I always know when Blue jays are around because they make quite the entry with their loud raucous calling. They usually come in a group of four or five as they make their way through the trees to my feeders. I make sure to have a premium seed mix with peanuts and fruit in it as they love that. I also line shelled peanuts (unsalted) along my deck railing just to watch them fly in to collect them. Very entertaining!
Also entertaining is observing a Blue jay take one of those peanuts and then fly down to the grass. It will then place it within the blades of grass and then cover it up with a leaf that it finds nearby. I really do not know if the Blue jay finds it again but I am thinking probably not especially if the leaf blows away. :-).
Blue jays are interesting birds to observe for sure. Read on for some interesting facts about them…..
Interesting Facts About Blue Jays
- Did you know that Blue jays can mimic the calls of a hawk? My husband and I just last weekend thought there was a Red-tailed Hawk nearby making its high pitched call but after inspecting all of the trees around discovered that it was a juvenile Blue jay crying out. Blue jays also make calls that sound like Red-shouldered Hawks usually as a warning call to tell other jays that one is nearby.
- Blue jays tend to be noisier outside of the breeding season. This is because they are more secretive and tend to be quieter when nesting. Of course if there is a predator coming around they can be heard loud and clear as they try to fend them off.
- Blue jays aren’t really blue. In fact there is no real blue bird because they have no blue pigment in their feathers. It is actually melanin which is brown. The blue coloring is a result of the unique inner structure of the feathers that distorts the reflection of light off of the bird.
- They are monogamous for life or at least until one of them dies.
- Some Blue jays migrate sometimes and some do not. The ones in the northeast usually are year round residents but others may migrate one year and then stay put the next.

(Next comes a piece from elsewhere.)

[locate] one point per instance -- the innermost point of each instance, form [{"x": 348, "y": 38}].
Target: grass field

The theory behind that is because food supplies may not be as high one year so they migrate to better feeding areas.
- Blue jays have been known to eat other bird eggs or nestlings. However there are no proven studies.
- Have you ever heard of anting? Blue jays, crows, and magpies do this by taking an ant and then rubbing it all throughout their feathers. Researches claim that they do this to rid the ant of its formic acid which apparently does not taste too good for the birds. Once the birds rub the ants on their feathers they then eat them.
- There are ten other jay species in North America. The Gray Jay found more north near Canada, Steller’s Jay along the western side of North America (we have seen them in Colorado), the Green Jay and Mexican Jays can be found in the more southern parts of North America such as Texas and Arizona. The Brown Jay (lower Texas and Central America), the Florida Scrub-Jay found mostly in Florida, the Western Scrub-Jay found out west, the Pinyon Jay found in the central United States, and the Island Jay can be found on Santa Cruz Island, California.
Where Are Blue Jays?
Blue jays can be found in the eastern and central parts of the United States in residential areas, woodland edges, in parks, and at backyard feeders. Their diet consists of acorns, nuts, seeds, berries, and also caterpillars, grasshoppers, and beetles.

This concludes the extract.